Selon le rapport CoinShares du premier trimestre 2026, environ 20% des mineurs opèrent désormais à perte. JPMorgan confirme la dégradation de l'économie du secteur. Ce n'est pas une correction passagère : c'est une compression durable des marges qui force des arbitrages douloureux.
Des ventes massives pour tenir la trésorerie
La réponse des mineurs cotés en Bourse est sans ambiguïté. Sur le seul premier trimestre 2026, ils ont cédé plus de 32 000 BTC, un volume supérieur à l'ensemble des ventes enregistrées sur toute l'année 2025. Ces cessions servent à couvrir les charges opérationnelles : électricité, maintenance, dette.
Cette pression vendeuse structurelle pèse sur le marché. Plus les prix stagnent, plus les mineurs doivent vendre pour survivre, ce qui entretient un cercle vicieux difficile à briser sans rebond significatif du BTC.
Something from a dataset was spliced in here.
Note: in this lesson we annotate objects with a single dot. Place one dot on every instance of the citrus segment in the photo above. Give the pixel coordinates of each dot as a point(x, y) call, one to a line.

La difficulté de minage commence à plier
Le réseau s'ajuste mécaniquement. Quand les machines les moins rentables s'éteignent, la puissance de calcul globale recule, et le protocole Bitcoin réduit automatiquement la difficulté de minage. C'est exactement ce qui s'est produit lors de la deuxième semaine de juin : une baisse de 10%, le deuxième repli de cette ampleur depuis janvier 2026.
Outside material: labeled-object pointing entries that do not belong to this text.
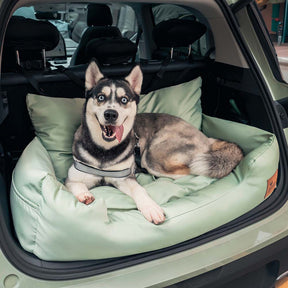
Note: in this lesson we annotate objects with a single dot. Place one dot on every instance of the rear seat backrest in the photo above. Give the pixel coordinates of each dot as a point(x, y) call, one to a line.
point(99, 21)
point(176, 33)
point(26, 42)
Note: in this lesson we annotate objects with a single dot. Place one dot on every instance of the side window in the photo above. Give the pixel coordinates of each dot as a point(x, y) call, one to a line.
point(200, 47)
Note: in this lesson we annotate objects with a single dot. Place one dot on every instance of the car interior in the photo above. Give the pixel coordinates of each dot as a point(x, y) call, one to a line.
point(46, 51)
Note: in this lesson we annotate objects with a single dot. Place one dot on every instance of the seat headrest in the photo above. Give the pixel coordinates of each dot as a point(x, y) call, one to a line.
point(99, 15)
point(111, 50)
point(177, 32)
point(28, 34)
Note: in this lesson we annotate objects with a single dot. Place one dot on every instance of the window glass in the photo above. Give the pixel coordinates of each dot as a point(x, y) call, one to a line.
point(274, 14)
point(71, 22)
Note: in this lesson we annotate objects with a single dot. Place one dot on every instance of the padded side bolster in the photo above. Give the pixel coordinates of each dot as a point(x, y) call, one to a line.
point(24, 211)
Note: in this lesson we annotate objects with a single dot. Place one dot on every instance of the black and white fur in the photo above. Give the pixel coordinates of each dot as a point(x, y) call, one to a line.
point(169, 146)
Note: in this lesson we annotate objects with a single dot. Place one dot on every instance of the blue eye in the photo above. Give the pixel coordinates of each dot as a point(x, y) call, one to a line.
point(100, 98)
point(124, 100)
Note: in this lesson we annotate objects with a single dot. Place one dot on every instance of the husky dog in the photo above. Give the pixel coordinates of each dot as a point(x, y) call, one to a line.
point(104, 144)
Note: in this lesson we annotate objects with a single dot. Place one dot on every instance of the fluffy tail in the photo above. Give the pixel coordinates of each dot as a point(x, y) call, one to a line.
point(222, 158)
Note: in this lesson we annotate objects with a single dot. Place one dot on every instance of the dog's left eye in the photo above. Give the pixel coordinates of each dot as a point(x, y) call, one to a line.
point(124, 100)
point(100, 98)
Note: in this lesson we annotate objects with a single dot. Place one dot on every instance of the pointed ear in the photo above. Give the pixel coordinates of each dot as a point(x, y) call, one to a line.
point(92, 76)
point(135, 79)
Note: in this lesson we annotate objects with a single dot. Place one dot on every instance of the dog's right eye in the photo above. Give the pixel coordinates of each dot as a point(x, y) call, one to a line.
point(100, 98)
Ce signal on-chain traduit une capitulation partielle des mineurs marginaux. Historiquement, ces épisodes de compression précèdent souvent une consolidation du secteur : les opérateurs les plus solides absorbent les parts de marché des plus fragiles. Reste à savoir si le prix du BTC se redressera avant que d'autres acteurs ne jettent l'éponge.